This is a Wilderness Survival Forum, not a Dooms Day Prepper/Zombies hunter site.

Over and out.

----------


## crashdive123

Good lord, we're now entering the realm of fantasy and video games.  Please, somebody make it stop.

----------


## Rick

I have been on this forum since 2007. Home made kevlar underwear wins the wildest post hands down. And if that weren't the cat's pajamas they are 18 layers thick. I'm pretty sure you'd need a skyhook to keep those drawers up but, yeah, home made kevlar underwear sets a new standard. That's even better than the green anaconda, 250 miles to the nearest neighbor or lost for 50 days in Kentucky.

----------


## hunter63

I have to agree........that rates right up there......
My underwear are no where near 5 pounds.......

----------


## natertot

I don't think the Kevlar underwear weighs too much. They are probably pretty small!  :dodge:

----------


## kyratshooter

I told you guys this was going to happen when you removed the Phsyc-screening app from the registration log in!

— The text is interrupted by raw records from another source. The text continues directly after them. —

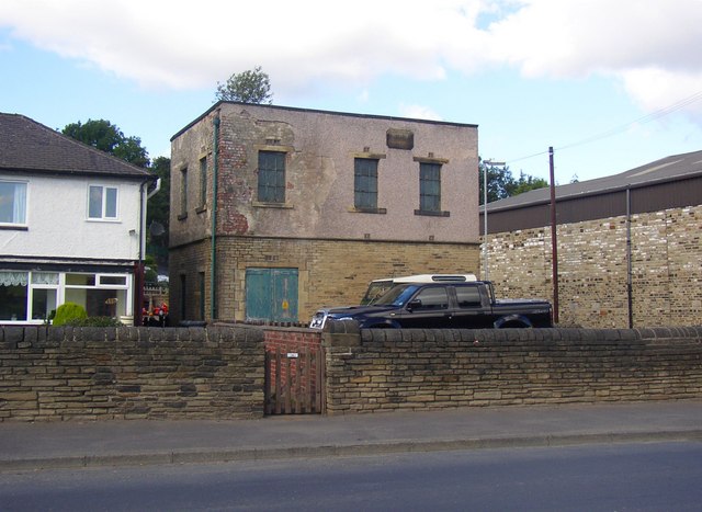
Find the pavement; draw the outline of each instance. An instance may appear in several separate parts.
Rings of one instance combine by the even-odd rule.
[[[0,471],[702,442],[702,399],[244,420],[0,422]]]

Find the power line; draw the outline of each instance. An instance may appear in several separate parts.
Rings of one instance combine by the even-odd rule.
[[[593,135],[591,137],[587,137],[585,139],[581,139],[577,143],[571,143],[571,144],[566,144],[565,146],[559,146],[557,148],[555,148],[556,150],[564,150],[564,149],[570,149],[570,148],[575,148],[577,146],[584,146],[586,144],[591,144],[595,143],[597,140],[601,140],[604,138],[609,138],[609,137],[613,137],[614,135],[619,135],[623,132],[626,132],[629,128],[631,128],[632,126],[636,126],[636,125],[641,125],[641,124],[646,124],[646,123],[650,123],[653,121],[659,120],[661,117],[665,117],[669,114],[672,114],[673,112],[677,112],[679,110],[682,110],[683,107],[699,101],[700,99],[702,99],[702,91],[699,91],[694,94],[692,94],[691,96],[684,98],[683,100],[680,100],[677,103],[673,103],[672,105],[666,106],[664,109],[659,109],[655,112],[652,112],[650,114],[644,115],[643,117],[638,117],[637,120],[631,121],[626,124],[623,124],[621,126],[614,127],[612,129],[609,129],[607,132],[602,132],[601,134],[598,135]],[[534,158],[534,157],[540,157],[542,155],[547,155],[548,150],[545,151],[539,151],[535,152],[533,155],[528,155],[524,157],[520,157],[520,158],[516,158],[509,161],[509,163],[513,163],[513,162],[519,162],[522,160],[529,160],[530,158]]]

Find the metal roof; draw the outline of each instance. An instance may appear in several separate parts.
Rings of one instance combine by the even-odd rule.
[[[0,172],[156,178],[20,114],[0,113]]]
[[[618,190],[636,189],[695,177],[702,177],[702,151],[661,158],[660,160],[624,171],[620,174],[557,185],[555,187],[556,201],[576,200],[611,193]],[[489,203],[487,211],[488,214],[490,214],[492,212],[548,203],[550,201],[551,189],[546,186]],[[480,206],[480,213],[483,211],[484,208]]]

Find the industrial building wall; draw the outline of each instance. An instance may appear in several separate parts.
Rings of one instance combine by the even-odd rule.
[[[634,327],[701,325],[701,227],[702,206],[558,225],[559,323],[629,327],[629,240]],[[499,296],[553,300],[551,226],[489,234],[488,251]]]

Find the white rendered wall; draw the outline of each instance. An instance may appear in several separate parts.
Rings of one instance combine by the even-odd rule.
[[[4,255],[136,260],[139,183],[99,178],[2,177],[26,181],[26,230],[1,229]],[[88,186],[117,187],[117,219],[88,219]]]

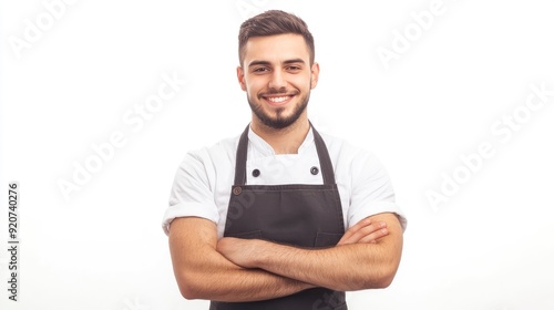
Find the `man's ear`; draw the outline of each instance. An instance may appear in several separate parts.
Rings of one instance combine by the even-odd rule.
[[[237,66],[237,79],[238,79],[238,84],[240,84],[240,89],[243,89],[243,91],[246,92],[246,83],[244,80],[244,70],[240,65]]]
[[[319,81],[319,63],[315,62],[311,65],[311,90],[317,86],[317,82]]]

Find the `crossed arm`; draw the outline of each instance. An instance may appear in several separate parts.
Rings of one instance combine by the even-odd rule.
[[[308,288],[384,288],[402,251],[402,229],[393,214],[360,220],[336,247],[301,249],[257,239],[222,238],[213,221],[173,220],[170,249],[175,278],[186,299],[255,301]]]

https://i.ytimg.com/vi/MYwIMhe0O4c/hqdefault.jpg

----------


## 1stimestar

...mutter mutter takes him an hour and half to watch 60 Minutes....

----------


## pete lynch

I wondered when you guys were going to show up for work. I know those fruitcakes are heavy, but....
When the FHTF can be a wonderful thing to witness.
Carry on!

----------


## taint

you're quite ignorant. Kevlar HAS to be 18 layers thick in order to stop 9mm ball ammo. The vests are that thick, and they weigh 3 lbs, cops on duty wear them contantly. The boxer shorts took less material, so they weigh just 2 lbs.  4 buttons and loops can  secure the shorts to the vest, if you have a problem with their weight. you can wear 5 lbs of "winter" clothing and not be as warm as wearing this armor.. Taken apart, the Kevlar offers all sortf of patching/manufacturiing/cordage potential. Your fleece or down clothing offers nothing of the kind.  It's not my problem that you dont know what you're talking about.  The kevlar must be kept out of sunlight and moisture, or it is seriously weakened. So the boxer short inserts have to be sealed in the same sort of plastic cover as is used when making the vests, and then  worn in the same sort of muslin carrier as is used with the vests.  Feel free to get shot, if shtf.  I"m happy to have the option. The armor can be worn for other occasions, you know. As when you see looters in your area, or hear a breakin attempt. I  can put on the armor as fast as you can open a gun vault. Funny how vaults dont protect you as you move around.

----------


## taint

threat level III vests have 24 layers of Kevlar. Kevlar is very thin, very tough fabric. It's used to make Kayaks and was developed for use in belted Tires. Richard Davis, originator of Second Chance, realized the bullet resistant potential of Kevlar about 1970

----------


## Rick

You don't seem to have any sense of humor. But, yeah, I'll accept ignorant. We are all ignorant on some subjects. Education remedies that, however. The difference betwixt thee and me is I'm not in constant fear of SHTF, looters or breakins. I don't walk around thinking about killing people. While you are putting your armor on I've already assumed a defensive posture and dialed 911. I don't store all my guns in a vault. If I had any guns or ammo, that is. Lost 'em all in the canoe accident.

----------


## crashdive123

Just because its called ball ammo doesn't mean you need bullet proof underpants.

----------


## natertot

> Just because its called ball ammo doesn't mean you need bullet proof underpants.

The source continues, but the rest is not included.